Gee’s film does, boldly, set out in Sebald’s footsteps, tracing his path in grainy black and white that segues into archive footage and back with a dexterity that collapses present into past and echoes the ghostly images that punctuate Sebald’s text, after he had repeatedly photocopied the originals until their lines were sufficiently blurred. The pace is measured, snatches of Schubert’s Winterreise reinforce the minor key, and the film is peopled by some of those touched by his work: writers Robert Macfarlane, Marina Warner, Andrew Motion and artist Tacita Dean among them. As in Sebald’s book, we are brought sharply back into the 20th century by a sudden high-precision detail – a cameo in colour of his friend and translator Michael Hamburger, for instance – but the overall impression is timeless, elegiac: a homage that finds a close visual parallel for Sebald’s mental meanderings.
The theme of re-enchantment springs naturally out of the renaissance of nature writing in the past decade, itself partly fuelled by the ever-encroaching threats to the British countryside (notably the controversial sell-off of forests and woodlands), which give this debate an extra urgency: an urgency somewhat at odds with the lapidary prose of The Rings of Saturn. Indeed, Richard Mabey, the naturalist and writer, suggested that Sebald’s lack of precision about landscape amounted to a lack of respect for it, a betrayal of sorts – while Robert Macfarlane defended the author’s authenticity at a deeper level, pointing out that his concerns lay elsewhere in a realm of mental geography and excavation, at which surely he excelled. Saturday’s symposium on the meaning of place posed many more questions than it answered – but the mark of a good writer is to provoke good questions, and the spirit of Sebald hovered over the proceedings even when not directly invoked.
Rachel Lichtenstein, the writer and artist, told of how she disinterred the history of her Jewish antecedents in London’s East End, the dusty detritus of whose lives was subsumed under the accretions of later generations in the endless flux of immigration.
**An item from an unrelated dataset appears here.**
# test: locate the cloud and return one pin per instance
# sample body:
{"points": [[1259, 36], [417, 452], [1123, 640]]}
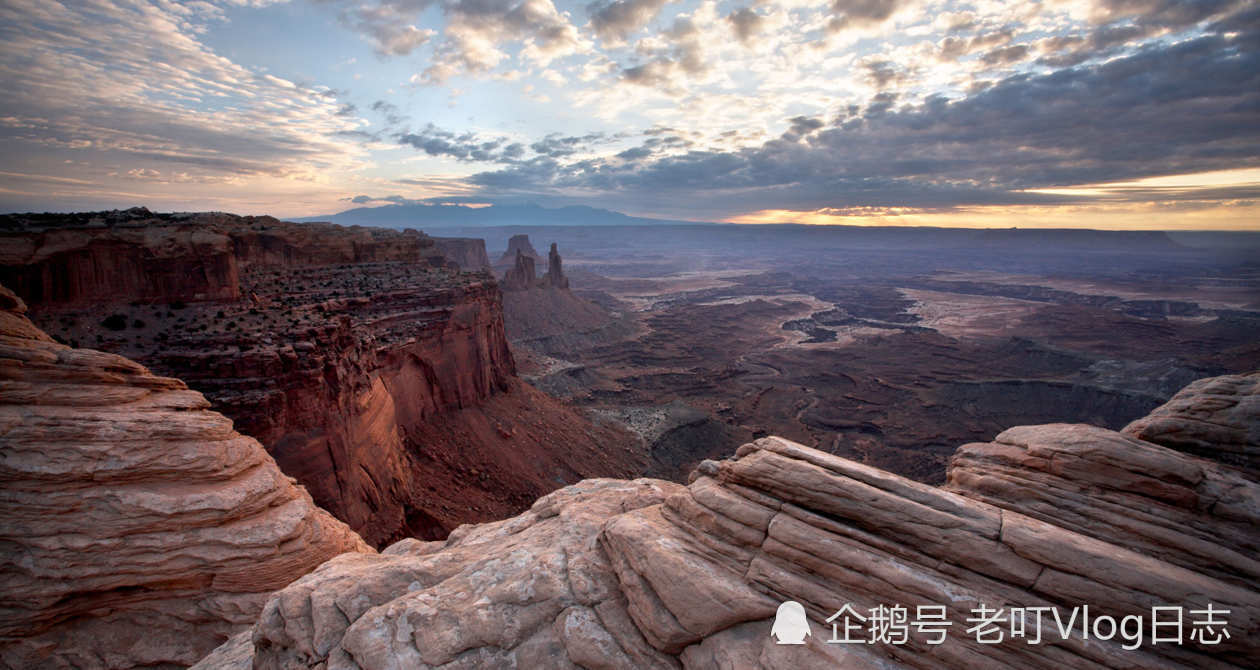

The writer Alexandra Harris focused on the rediscovery and re-engagement with the English countryside by artists and writers of the 1930s, who turned their back on international modernism in the face of the threat of war. And Macfarlane’s BBC film, The Wild Places of Essex, was an essay in pure re-enchantment, a visual poem of great sensitivity to the natural world.
It was Patti Smith, however, whose sell-out gig in Snape Maltings Concert Hall was an extended riff around Sebald’s narrative poem “After Nature” – with some old favourites thrown into the mix – who put her finger on why we were all there: the breathtaking, unspoilt beauty of Snape’s setting among the Suffolk reedbeds, and the fact that – since the first Aldeburgh festival in 1948 (the programme of which featured Bill Brandt’s evocative images of Aldeburgh beach) – the Suffolk landscape has been integral to its arts enterprise.
So Patti Smith’s evident delight at her surroundings found an echo in the audience. To music composed and played by Michael Campbell, with her daughter Jesse Smith on piano, she combined resonant readings from “After Nature” with her own poetry and songs, and saw off a heckler with some wit and panache. It went down a storm and it was supremely ironic to think that the reclusive academic Sebald, author of some six books translated into English, should, a decade after his death, inspire with perhaps the most obscure of these a standing ovation for an American rock star newly fallen under his spell.
And why? Because, she told us over breakfast the following morning, as the sun rose over the glittering expanse of sea below her hotel window, she feels an affinity with this author “who gives me permission to write”.